Third is labor cost. After the Guangdong-Hong Kong "Cross-Border One Lock" became electronic, enterprises no longer need to arrange dedicated personnel to accompany vehicles through customs procedures; clearance formalities can be automatically completed through systems. For freight forwarding companies with cross-border transport operations, this means they can optimize dispatcher staffing and redirect more resources to customer service and route optimization.
Considering the above factors, for a foreign trade company with annual exports of approximately $50 million, the cost savings from compressed customs clearance time can reach millions of yuan per year. This is why more and more import-export companies are beginning to reevaluate their international logistics solutions.
The Hong Kong SAR Government has clearly proposed plans for comprehensive construction of "smart ports" and "green shipping corridors," which complement the mainland's cross-border trade facilitation reforms. It can be foreseen that future competition in the GBA's international logistics will shift from single-point customs clearance efficiency comparisons to full-chain digitalization and green transformation.

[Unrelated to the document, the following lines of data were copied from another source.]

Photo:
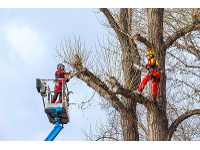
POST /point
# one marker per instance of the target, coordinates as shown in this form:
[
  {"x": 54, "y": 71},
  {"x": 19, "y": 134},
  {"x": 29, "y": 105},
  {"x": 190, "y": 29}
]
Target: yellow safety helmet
[{"x": 150, "y": 53}]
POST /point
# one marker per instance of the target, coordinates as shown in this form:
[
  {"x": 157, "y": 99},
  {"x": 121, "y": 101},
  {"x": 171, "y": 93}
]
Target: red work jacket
[
  {"x": 61, "y": 74},
  {"x": 153, "y": 66}
]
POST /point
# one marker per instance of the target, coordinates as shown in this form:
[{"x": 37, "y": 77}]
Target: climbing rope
[{"x": 117, "y": 123}]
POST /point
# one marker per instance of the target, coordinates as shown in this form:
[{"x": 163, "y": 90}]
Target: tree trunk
[
  {"x": 156, "y": 114},
  {"x": 132, "y": 77}
]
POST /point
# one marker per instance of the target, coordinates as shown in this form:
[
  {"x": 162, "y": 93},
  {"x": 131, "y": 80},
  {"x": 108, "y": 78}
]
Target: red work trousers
[
  {"x": 58, "y": 91},
  {"x": 155, "y": 83}
]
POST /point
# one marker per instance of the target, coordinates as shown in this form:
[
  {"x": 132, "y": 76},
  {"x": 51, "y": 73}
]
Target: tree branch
[
  {"x": 181, "y": 118},
  {"x": 187, "y": 66},
  {"x": 98, "y": 85},
  {"x": 118, "y": 89},
  {"x": 112, "y": 21},
  {"x": 170, "y": 40}
]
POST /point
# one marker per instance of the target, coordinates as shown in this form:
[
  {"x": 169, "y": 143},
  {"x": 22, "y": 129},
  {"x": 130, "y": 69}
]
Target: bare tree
[{"x": 167, "y": 32}]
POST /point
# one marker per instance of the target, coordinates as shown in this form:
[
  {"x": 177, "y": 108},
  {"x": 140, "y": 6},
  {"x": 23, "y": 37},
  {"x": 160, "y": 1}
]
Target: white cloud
[{"x": 25, "y": 41}]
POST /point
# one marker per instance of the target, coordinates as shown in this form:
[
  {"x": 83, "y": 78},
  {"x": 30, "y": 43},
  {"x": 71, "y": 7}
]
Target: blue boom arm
[{"x": 57, "y": 127}]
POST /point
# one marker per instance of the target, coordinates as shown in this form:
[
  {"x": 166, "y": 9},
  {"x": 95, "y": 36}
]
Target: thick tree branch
[
  {"x": 181, "y": 118},
  {"x": 118, "y": 89},
  {"x": 97, "y": 84},
  {"x": 186, "y": 65},
  {"x": 170, "y": 40}
]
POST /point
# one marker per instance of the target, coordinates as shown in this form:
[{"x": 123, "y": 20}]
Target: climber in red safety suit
[
  {"x": 153, "y": 74},
  {"x": 60, "y": 73}
]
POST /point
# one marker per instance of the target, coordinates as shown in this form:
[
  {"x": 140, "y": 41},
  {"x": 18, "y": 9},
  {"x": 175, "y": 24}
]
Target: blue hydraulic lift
[{"x": 52, "y": 135}]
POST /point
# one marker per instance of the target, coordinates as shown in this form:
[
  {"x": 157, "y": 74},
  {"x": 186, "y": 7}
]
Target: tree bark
[
  {"x": 156, "y": 114},
  {"x": 130, "y": 56}
]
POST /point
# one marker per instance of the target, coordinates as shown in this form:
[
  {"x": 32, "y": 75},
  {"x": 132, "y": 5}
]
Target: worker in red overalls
[
  {"x": 154, "y": 74},
  {"x": 60, "y": 73}
]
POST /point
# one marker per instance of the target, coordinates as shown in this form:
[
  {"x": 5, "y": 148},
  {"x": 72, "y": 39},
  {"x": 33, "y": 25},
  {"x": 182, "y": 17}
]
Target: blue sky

For freight forwarding companies, early deployment of digital systems, accumulating multimodal transport experience, and enhancing green logistics service capabilities will become the key to standing out in the next phase of competition. For the majority of import-export companies and logistics managers, choosing freight forwarding service providers with digital capabilities and familiarity with GBA customs new rules will directly impact the efficiency and cost of cross-border trade.
The 50% reduction in GBA customs clearance time is not an endpoint but a starting point. It can be expected that more facilitation measures will continue to be introduced, and the golden era of regional cross-border trade is accelerating.